Several years ago having chased myself down the rabbit hole, and meeting many versions of me and finally finding the one I liked best I emerged, not unscathed, but I’m here, and it was a wild ride, and not one I’d like to take again.
So in recent months I’ve come across a couple of people who have had various troubles that have left them bereft of their coping abilities, and I’m sympathetic I really do, however one in particular has been very difficult and has been leaning on me heavily for support.
I’m happy to be supportive where I can, but one thing I learned you can only help those who are willing to help themselves, there I said the thing you’re not supposed to say, but in my defence when you have lost your way and seek help one of the things you learn is to look after you.
It sounds selfish but really I had to learn to do that, actually put myself first and realise that not only my physical health but my emotional health is important too.

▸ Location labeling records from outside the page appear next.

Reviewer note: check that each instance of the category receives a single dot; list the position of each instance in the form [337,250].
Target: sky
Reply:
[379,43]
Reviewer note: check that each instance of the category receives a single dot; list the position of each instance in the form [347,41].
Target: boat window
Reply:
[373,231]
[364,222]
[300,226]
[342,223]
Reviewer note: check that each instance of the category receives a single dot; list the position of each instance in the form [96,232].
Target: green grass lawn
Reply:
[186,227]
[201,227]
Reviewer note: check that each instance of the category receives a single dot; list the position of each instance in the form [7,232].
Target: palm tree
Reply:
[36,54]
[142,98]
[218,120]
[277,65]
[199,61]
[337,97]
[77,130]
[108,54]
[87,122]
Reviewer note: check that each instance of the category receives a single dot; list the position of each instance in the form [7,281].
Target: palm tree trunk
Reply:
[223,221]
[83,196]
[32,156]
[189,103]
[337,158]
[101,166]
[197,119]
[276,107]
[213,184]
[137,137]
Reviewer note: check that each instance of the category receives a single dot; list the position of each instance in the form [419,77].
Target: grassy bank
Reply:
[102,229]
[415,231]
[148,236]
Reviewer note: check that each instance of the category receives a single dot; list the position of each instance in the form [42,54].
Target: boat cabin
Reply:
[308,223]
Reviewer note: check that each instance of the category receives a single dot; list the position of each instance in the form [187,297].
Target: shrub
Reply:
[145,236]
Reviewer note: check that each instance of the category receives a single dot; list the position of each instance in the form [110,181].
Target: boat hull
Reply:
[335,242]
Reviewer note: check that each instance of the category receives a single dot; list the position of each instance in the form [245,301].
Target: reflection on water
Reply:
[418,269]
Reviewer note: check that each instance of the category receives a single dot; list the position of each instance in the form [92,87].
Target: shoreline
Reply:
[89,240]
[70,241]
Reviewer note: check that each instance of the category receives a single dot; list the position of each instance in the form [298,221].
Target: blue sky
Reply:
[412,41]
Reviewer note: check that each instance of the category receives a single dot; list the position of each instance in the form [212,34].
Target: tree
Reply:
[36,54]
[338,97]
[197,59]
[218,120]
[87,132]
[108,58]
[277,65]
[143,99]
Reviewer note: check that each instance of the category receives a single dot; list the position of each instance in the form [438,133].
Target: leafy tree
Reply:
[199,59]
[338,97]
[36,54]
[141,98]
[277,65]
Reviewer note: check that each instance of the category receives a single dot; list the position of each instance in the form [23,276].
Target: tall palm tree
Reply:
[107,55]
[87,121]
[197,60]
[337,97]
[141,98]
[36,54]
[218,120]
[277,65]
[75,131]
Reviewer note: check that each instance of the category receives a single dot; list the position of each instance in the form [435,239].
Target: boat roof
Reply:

So back to giving support, this person has quite severe issues the main one is they are or about to become homeless, now I’ve spent a good amount of time in the last two weeks, searching the web telephoning, and knocking on doors to find them the right kind of help even gone as far as to make appointments.
They in response have not followed up on any of the information I’ve given nor have they kept any of the appointments where they can get the crucial advice.
Last night I got a bit pissy with them as I realised they are not going to do anything at all, what they want is for me to do all the work for them because “I’m so good at that kind of thing” but there is only so much i can do and I’ve done plenty to the detriment of my own time and work.
It all got very emotional and I feel as though I’m being pulled into a tornado of drama as other things came to light, I’ve been down the rabbit hole and don’t wish to go back, and now I feel guilty because I’m pissed off about helping someone who not only appreciates it but is willing to let me do all the leg work without so much as a thank you.
My only solution is now to leave this situation alone, I’ve invested in this person,and it’s not that I mind that they are having difficulties but I do mind very much that they won’t even make the smallest effort, I know how that works I wanted to hide too and it’s even worse at first when you start to talk it through painful in fact, but it can work and you can find your way again but you having to be willing at the very least.
Yes I’m being selfish, however I’ve done all I feel I can do and now have to leave them to fend for themselves, that’s the downside of allowing people to rely on you is that sometimes they can pull you down with them, I like it outside and want to stay here.